O petista foi condenado sem provas, como sabem, pelo juiz incompetente e suspeito que virou subordinado de Bolsonaro e agora é senador eleito e prosélito de extrema-direita. A Lava Jato enfiou a faca no devido processo legal. E nos legou a terra dos mortos.

Não sei o que o futuro nos reserva. O certo é que o atual presidente, e deixei isso claro aqui mais de uma vez, sempre me pareceu um candidato perigoso. E não porque faça um governo competente. "Perigoso" não quer dizer "competitivo", o que suporia conhecimento e habilidade para ganhar dentro das regras do jogo. Não. O "risco Bolsonaro" sempre foi alto porque ele é o ás da trapaça.

O presidente Jair Bolsonaro (PL) durante discurso em Recife - Diego Nigro/Reuters

"Olhem o Reinaldo com medo de perder (como se eu disputasse...) e a acusar jogo sujo antes do resultado". Esses são eles, não eu. Aponto os desmandos e descalabros desse governo desde os dois discursos de posse, em 1º de janeiro de 2019. O mandatário já deixava claro que não vinha para ser o presidente de todos os brasileiros. Via a sua missão com os olhos de um colonizador brutal. Havia naquelas palavras o ânimo de um saqueador.

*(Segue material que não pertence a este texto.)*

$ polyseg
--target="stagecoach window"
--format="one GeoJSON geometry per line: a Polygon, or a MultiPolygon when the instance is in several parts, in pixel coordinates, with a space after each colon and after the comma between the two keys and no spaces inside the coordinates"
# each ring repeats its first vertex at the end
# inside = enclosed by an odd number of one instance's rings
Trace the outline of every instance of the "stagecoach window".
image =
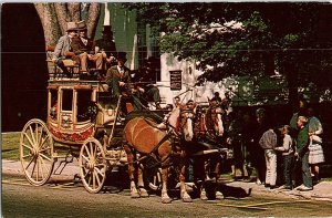
{"type": "Polygon", "coordinates": [[[62,111],[72,111],[73,90],[62,90],[62,111]]]}
{"type": "Polygon", "coordinates": [[[77,91],[77,122],[90,120],[91,90],[77,91]]]}

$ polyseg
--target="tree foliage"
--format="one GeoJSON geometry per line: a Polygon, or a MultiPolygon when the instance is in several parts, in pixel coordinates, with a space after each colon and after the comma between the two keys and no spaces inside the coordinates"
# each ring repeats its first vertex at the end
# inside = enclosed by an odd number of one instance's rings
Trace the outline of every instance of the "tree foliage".
{"type": "Polygon", "coordinates": [[[34,3],[43,25],[45,44],[54,45],[65,33],[66,22],[85,20],[87,35],[93,38],[101,14],[101,3],[34,3]]]}
{"type": "Polygon", "coordinates": [[[201,80],[284,74],[290,93],[314,82],[331,87],[329,2],[131,3],[151,23],[162,52],[197,61],[201,80]]]}

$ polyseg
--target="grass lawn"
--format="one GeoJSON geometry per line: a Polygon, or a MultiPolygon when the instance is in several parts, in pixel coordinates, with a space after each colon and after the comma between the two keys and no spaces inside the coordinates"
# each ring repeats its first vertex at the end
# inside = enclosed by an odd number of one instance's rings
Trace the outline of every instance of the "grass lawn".
{"type": "Polygon", "coordinates": [[[19,160],[21,133],[2,133],[1,134],[1,155],[2,159],[19,160]]]}

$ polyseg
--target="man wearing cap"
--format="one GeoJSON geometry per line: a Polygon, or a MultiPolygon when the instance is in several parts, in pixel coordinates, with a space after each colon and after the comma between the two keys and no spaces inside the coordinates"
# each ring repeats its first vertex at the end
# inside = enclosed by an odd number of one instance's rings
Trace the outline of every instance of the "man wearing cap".
{"type": "Polygon", "coordinates": [[[72,52],[71,42],[72,40],[77,37],[77,25],[75,22],[68,22],[66,23],[66,34],[62,35],[54,49],[52,62],[56,63],[58,66],[63,71],[63,73],[71,77],[71,73],[64,66],[63,60],[65,56],[72,52]]]}
{"type": "Polygon", "coordinates": [[[136,89],[138,90],[142,102],[146,102],[147,104],[148,101],[154,101],[156,108],[160,110],[160,94],[156,86],[156,71],[154,70],[152,58],[149,58],[144,68],[138,71],[135,81],[137,82],[136,89]]]}
{"type": "Polygon", "coordinates": [[[104,25],[102,31],[102,39],[95,41],[96,51],[104,54],[110,66],[116,65],[116,46],[113,41],[113,32],[111,25],[104,25]]]}
{"type": "Polygon", "coordinates": [[[86,24],[82,20],[76,23],[79,37],[72,40],[73,52],[75,53],[74,60],[81,65],[81,73],[87,73],[87,61],[95,63],[96,70],[103,70],[103,55],[101,53],[95,53],[94,41],[89,39],[86,35],[86,24]]]}
{"type": "MultiPolygon", "coordinates": [[[[142,104],[134,93],[134,86],[132,84],[129,69],[124,64],[127,61],[125,52],[118,52],[117,54],[117,65],[111,66],[106,73],[106,83],[110,89],[112,89],[113,95],[116,101],[120,95],[128,95],[133,103],[134,110],[141,110],[142,104]]],[[[122,112],[127,113],[125,101],[122,101],[122,112]]]]}

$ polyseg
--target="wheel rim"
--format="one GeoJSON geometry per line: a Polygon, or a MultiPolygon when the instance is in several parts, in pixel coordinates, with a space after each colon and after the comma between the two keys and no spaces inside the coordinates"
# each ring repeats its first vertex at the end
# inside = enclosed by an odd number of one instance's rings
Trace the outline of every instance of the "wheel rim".
{"type": "Polygon", "coordinates": [[[162,190],[162,169],[155,168],[154,170],[149,172],[148,178],[148,186],[153,190],[162,190]]]}
{"type": "Polygon", "coordinates": [[[89,193],[98,193],[106,178],[105,153],[95,138],[86,139],[80,153],[81,179],[89,193]]]}
{"type": "Polygon", "coordinates": [[[20,159],[27,179],[37,186],[44,185],[52,175],[53,138],[44,122],[29,121],[21,132],[20,159]]]}

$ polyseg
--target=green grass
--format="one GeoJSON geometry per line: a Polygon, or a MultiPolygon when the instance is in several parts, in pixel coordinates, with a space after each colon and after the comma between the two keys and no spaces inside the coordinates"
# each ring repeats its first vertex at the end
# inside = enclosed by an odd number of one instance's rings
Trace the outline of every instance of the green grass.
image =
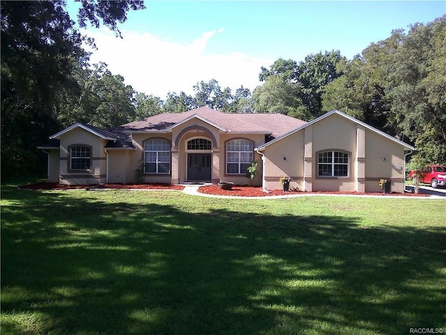
{"type": "Polygon", "coordinates": [[[445,200],[1,193],[1,334],[446,330],[445,200]]]}

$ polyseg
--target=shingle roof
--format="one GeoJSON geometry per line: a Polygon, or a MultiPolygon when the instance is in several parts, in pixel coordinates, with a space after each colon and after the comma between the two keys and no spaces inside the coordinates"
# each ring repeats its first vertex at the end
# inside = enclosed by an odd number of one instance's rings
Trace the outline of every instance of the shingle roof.
{"type": "Polygon", "coordinates": [[[397,144],[404,147],[404,148],[406,148],[406,149],[408,149],[409,150],[415,150],[415,148],[413,147],[413,146],[411,146],[410,144],[408,144],[407,143],[406,143],[406,142],[404,142],[403,141],[401,141],[401,140],[398,140],[396,137],[390,136],[389,134],[386,134],[385,133],[384,133],[384,132],[383,132],[383,131],[380,131],[378,129],[376,129],[376,128],[374,128],[371,126],[369,126],[367,124],[365,124],[365,123],[364,123],[364,122],[362,122],[362,121],[361,121],[360,120],[357,120],[357,119],[355,119],[354,117],[351,117],[350,115],[348,115],[348,114],[346,114],[345,113],[343,113],[342,112],[340,112],[340,111],[339,111],[337,110],[333,110],[331,112],[328,112],[324,114],[323,115],[318,117],[317,119],[314,119],[314,120],[312,120],[312,121],[311,121],[309,122],[305,122],[305,123],[302,124],[302,125],[301,126],[300,126],[298,128],[295,128],[294,129],[291,129],[291,131],[289,131],[288,133],[285,133],[281,135],[280,136],[276,137],[273,140],[272,140],[270,142],[268,142],[263,143],[263,144],[259,145],[257,147],[257,149],[259,149],[260,150],[263,150],[263,149],[265,149],[265,147],[268,147],[269,145],[271,145],[273,143],[275,143],[276,142],[278,142],[278,141],[281,140],[282,138],[286,137],[287,136],[290,136],[290,135],[297,133],[298,131],[300,131],[302,129],[305,129],[307,126],[311,126],[311,125],[312,125],[312,124],[315,124],[316,122],[318,122],[321,120],[323,120],[323,119],[325,119],[326,117],[328,117],[330,115],[332,115],[334,114],[339,115],[339,116],[341,116],[341,117],[344,117],[344,118],[345,118],[345,119],[346,119],[348,120],[350,120],[351,121],[352,121],[353,123],[357,124],[359,124],[359,125],[360,125],[360,126],[363,126],[363,127],[364,127],[364,128],[373,131],[374,133],[377,133],[377,134],[378,134],[378,135],[380,135],[381,136],[383,136],[383,137],[390,140],[392,142],[394,142],[395,143],[397,143],[397,144]]]}
{"type": "Polygon", "coordinates": [[[225,131],[235,133],[270,134],[280,136],[306,122],[282,114],[222,113],[208,107],[201,107],[183,113],[162,113],[144,120],[124,124],[121,128],[132,132],[166,132],[189,119],[197,117],[225,131]]]}
{"type": "Polygon", "coordinates": [[[106,149],[134,149],[132,133],[167,132],[183,122],[197,118],[215,126],[222,131],[232,133],[256,133],[270,135],[270,139],[282,136],[302,126],[307,122],[282,114],[240,114],[222,113],[208,107],[201,107],[183,113],[162,113],[123,124],[113,129],[101,129],[82,124],[74,124],[50,136],[59,138],[61,135],[79,127],[109,142],[106,149]]]}

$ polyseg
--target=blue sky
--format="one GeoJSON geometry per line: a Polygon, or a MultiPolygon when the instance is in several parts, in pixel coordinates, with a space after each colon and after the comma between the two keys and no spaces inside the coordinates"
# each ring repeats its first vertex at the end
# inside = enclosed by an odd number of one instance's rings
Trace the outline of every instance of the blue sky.
{"type": "MultiPolygon", "coordinates": [[[[201,80],[217,80],[233,93],[259,85],[261,66],[279,57],[302,61],[339,50],[348,59],[392,29],[427,23],[446,13],[446,1],[153,1],[119,25],[123,39],[89,29],[114,74],[138,91],[165,98],[192,94],[201,80]]],[[[70,6],[72,6],[68,1],[70,6]]]]}

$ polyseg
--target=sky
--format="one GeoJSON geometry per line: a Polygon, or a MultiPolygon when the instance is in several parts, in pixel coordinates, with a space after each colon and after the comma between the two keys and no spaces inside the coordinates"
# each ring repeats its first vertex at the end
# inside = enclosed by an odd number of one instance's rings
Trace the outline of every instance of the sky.
{"type": "MultiPolygon", "coordinates": [[[[76,3],[68,1],[70,15],[76,3]]],[[[234,94],[259,85],[261,66],[279,58],[303,61],[332,50],[351,59],[371,43],[406,31],[446,13],[436,1],[150,1],[118,25],[89,28],[103,61],[138,92],[164,100],[168,92],[193,94],[199,82],[216,80],[234,94]]],[[[74,14],[75,15],[75,14],[74,14]]]]}

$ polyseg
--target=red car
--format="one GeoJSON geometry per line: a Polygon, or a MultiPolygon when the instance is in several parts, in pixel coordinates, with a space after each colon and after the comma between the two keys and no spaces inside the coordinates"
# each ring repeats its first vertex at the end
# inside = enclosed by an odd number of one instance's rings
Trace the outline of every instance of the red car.
{"type": "MultiPolygon", "coordinates": [[[[415,171],[409,172],[409,178],[413,179],[415,171]]],[[[422,171],[420,183],[430,184],[431,186],[436,188],[438,186],[446,186],[446,166],[428,165],[422,171]]]]}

O que vamos saber ao fim do dia 30 de outubro é se haverá alguma possibilidade de nos levantarmos do desastre ou se a desinstitucionalização do país e a barbárie terão continuidade, ameaçando ser um ciclo longo. Inexiste, aponto todos os dias no UOL e no rádio, paridade de armas entre Bolsonaro e seus adversários, agora representados (quase todos eles) por Luiz Inácio Lula da Silva.

Sempre me opus à reeleição, como evidencia um rastro enorme de textos, que remonta a 1997. Não há como o chamado "incumbente" não se beneficiar, de algum modo, da máquina, por mais cuidadoso que seja. E confusões aconteceram aqui e ali. O que se tem, desta feita, é outra coisa. O presidente ignora sem solenidade a ordem legal e ainda incita suas milícias a avançar contra os tribunais. Víssemos o Brasil apenas com a paciência, dedicação e austeridade de um entomologista, estaríamos maravilhados com o que nos revelam as vísceras do bicho dissecado. Confirmam-se todas as hipóteses do pesquisador.

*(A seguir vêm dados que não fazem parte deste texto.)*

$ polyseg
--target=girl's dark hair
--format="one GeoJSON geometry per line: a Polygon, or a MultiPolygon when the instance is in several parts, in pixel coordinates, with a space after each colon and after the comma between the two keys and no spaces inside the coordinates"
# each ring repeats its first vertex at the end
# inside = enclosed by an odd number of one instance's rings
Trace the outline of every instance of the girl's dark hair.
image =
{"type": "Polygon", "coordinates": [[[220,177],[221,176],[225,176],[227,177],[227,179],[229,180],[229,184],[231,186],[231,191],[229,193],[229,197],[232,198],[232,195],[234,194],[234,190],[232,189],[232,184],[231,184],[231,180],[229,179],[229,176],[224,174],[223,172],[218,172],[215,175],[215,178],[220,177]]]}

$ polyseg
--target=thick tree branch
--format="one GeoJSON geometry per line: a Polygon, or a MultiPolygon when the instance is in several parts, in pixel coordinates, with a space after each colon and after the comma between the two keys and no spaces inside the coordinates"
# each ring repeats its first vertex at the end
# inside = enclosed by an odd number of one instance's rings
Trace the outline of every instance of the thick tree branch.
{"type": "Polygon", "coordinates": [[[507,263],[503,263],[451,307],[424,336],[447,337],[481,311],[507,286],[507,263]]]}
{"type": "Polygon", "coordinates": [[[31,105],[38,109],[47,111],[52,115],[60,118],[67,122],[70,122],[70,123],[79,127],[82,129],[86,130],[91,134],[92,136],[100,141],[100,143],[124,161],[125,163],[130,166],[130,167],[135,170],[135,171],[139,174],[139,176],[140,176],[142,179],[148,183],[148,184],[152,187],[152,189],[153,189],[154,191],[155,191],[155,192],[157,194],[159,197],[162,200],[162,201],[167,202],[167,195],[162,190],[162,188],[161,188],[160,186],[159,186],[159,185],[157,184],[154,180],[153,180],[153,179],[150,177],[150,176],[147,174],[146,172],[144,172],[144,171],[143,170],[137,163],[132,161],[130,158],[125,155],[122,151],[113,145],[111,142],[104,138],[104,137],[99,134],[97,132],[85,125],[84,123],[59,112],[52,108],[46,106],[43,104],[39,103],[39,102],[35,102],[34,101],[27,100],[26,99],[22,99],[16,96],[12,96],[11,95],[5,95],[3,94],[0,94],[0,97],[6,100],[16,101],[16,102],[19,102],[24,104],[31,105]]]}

As coisas foram acontecendo ao ritmo da imaginação a mais pessimista. Como um criador às avessas, Bolsonaro disse: "Façam-se as trevas". E elas se fizeram. E ele viu que aquilo era bom para os seus propósitos. E então deu início à destruição do ordenamento legal. E também à de gente, bicho e planta. E, como ensinam as Escrituras dos que examinam as entranhas da história, as instituições foram cedendo à fúria liberticida. Depois de tudo, resta a "porta estreita", para lembrar São Lucas, no dia 30.

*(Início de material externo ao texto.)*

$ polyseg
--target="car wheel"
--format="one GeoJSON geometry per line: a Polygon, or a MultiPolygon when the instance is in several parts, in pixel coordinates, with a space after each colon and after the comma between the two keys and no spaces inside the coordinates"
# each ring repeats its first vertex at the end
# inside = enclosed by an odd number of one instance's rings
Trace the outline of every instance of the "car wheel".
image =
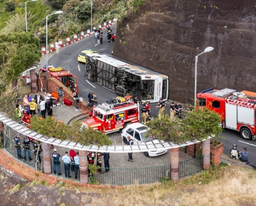
{"type": "Polygon", "coordinates": [[[246,127],[244,127],[240,130],[240,135],[244,140],[250,140],[252,138],[251,131],[246,127]]]}
{"type": "Polygon", "coordinates": [[[127,144],[127,140],[124,136],[123,137],[123,141],[124,141],[124,143],[127,144]]]}

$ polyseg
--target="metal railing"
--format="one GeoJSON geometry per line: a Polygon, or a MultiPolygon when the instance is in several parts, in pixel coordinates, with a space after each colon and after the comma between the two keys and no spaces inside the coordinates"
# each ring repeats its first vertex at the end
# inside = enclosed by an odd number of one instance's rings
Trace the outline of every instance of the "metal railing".
{"type": "MultiPolygon", "coordinates": [[[[62,161],[59,161],[58,163],[56,162],[56,167],[55,167],[55,171],[56,171],[56,174],[54,174],[54,161],[53,160],[51,160],[51,164],[52,164],[52,175],[56,175],[59,177],[62,177],[63,178],[68,178],[68,177],[66,177],[65,174],[65,163],[62,161]],[[61,174],[62,174],[62,175],[59,176],[58,175],[58,164],[59,164],[59,166],[60,166],[60,171],[61,174]]],[[[76,176],[75,176],[75,169],[76,168],[76,165],[75,164],[71,163],[69,164],[69,174],[70,176],[71,177],[70,178],[72,179],[75,179],[76,176]]],[[[80,173],[79,173],[79,166],[78,166],[78,174],[77,174],[77,178],[76,178],[76,179],[77,179],[78,180],[80,180],[80,173]]],[[[68,171],[67,171],[67,175],[68,175],[68,171]]]]}
{"type": "MultiPolygon", "coordinates": [[[[20,154],[21,157],[18,156],[19,151],[17,150],[15,146],[15,142],[10,140],[8,136],[6,136],[3,132],[1,132],[1,143],[3,146],[11,154],[12,154],[16,158],[18,159],[20,161],[28,164],[32,167],[36,168],[36,155],[33,151],[30,149],[25,149],[21,147],[20,148],[20,154]],[[28,158],[28,153],[30,153],[30,156],[32,160],[29,160],[28,158]],[[24,153],[26,154],[26,160],[24,159],[24,153]]],[[[31,146],[31,148],[32,146],[31,146]]],[[[39,154],[38,154],[38,161],[37,163],[37,169],[43,170],[43,164],[42,164],[42,156],[39,154]],[[40,161],[41,160],[41,161],[40,161]]]]}
{"type": "Polygon", "coordinates": [[[203,169],[203,157],[179,162],[178,168],[179,177],[199,173],[203,169]]]}
{"type": "MultiPolygon", "coordinates": [[[[105,171],[105,168],[102,167],[101,170],[105,171]]],[[[95,177],[101,184],[141,184],[158,182],[167,176],[170,178],[170,165],[165,165],[141,168],[110,168],[107,173],[96,173],[95,177]]]]}

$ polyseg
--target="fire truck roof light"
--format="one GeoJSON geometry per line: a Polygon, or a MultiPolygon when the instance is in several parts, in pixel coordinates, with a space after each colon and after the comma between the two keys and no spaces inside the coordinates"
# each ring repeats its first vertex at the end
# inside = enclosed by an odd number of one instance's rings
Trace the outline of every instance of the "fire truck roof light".
{"type": "Polygon", "coordinates": [[[207,89],[207,90],[205,90],[202,91],[202,92],[201,92],[200,93],[201,93],[201,94],[205,93],[205,92],[209,92],[209,91],[213,90],[213,89],[214,89],[214,88],[208,89],[207,89]]]}

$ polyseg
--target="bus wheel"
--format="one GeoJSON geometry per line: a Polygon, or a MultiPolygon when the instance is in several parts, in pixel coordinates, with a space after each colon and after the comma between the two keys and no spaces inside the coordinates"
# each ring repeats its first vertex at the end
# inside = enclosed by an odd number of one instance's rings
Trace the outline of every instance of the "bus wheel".
{"type": "Polygon", "coordinates": [[[251,131],[246,127],[241,129],[241,130],[240,130],[240,135],[244,140],[250,140],[252,138],[251,131]]]}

Tomei para mim, em texto escrito na segunda, a divisa de Romain Rolland, atribuída por aí a Gramsci: "O pessimismo da inteligência não deve abalar o otimismo da vontade". No país em escombros, a prefeita de Uberaba comemorou o Dia das Crianças oferecendo-lhes uma exposição em que podem manipular armas pesadas. No Rio, o governador veste infantes com fantasia de guerreiros. Nos dois casos, a celebração da morte. Em Aparecida, santuário que glorifica a Padroeira do Brasil —por alcunha, "A Compadecida"—, romeiros de Bolsonaro cercaram uma pessoa que vestia uma camisa vermelha e tentaram agredi-la. Jornalistas foram hostilizados e ameaçados por arruaceiros e bêbados de verde e amarelo.

É claro que Bolsonaro ainda pode vencer o jogo sem regras. Dispõe de instrumentos de Estado e de recursos infinitos para tentar impor a sua vontade. Se acontecer, não haveremos de nos jogar do penhasco, como eles gostariam que acontecesse. Será preciso recorrer ao otimismo da vontade, sempre iluminado pelo pessimismo da inteligência. Em qualquer caso, a luta continua. "Viver é lutar". De todo modo, acho que o país conseguirá passar pela porta de São Lucas. Se acontecer, começa a reconstrução. Pra cima com a viga, moçada!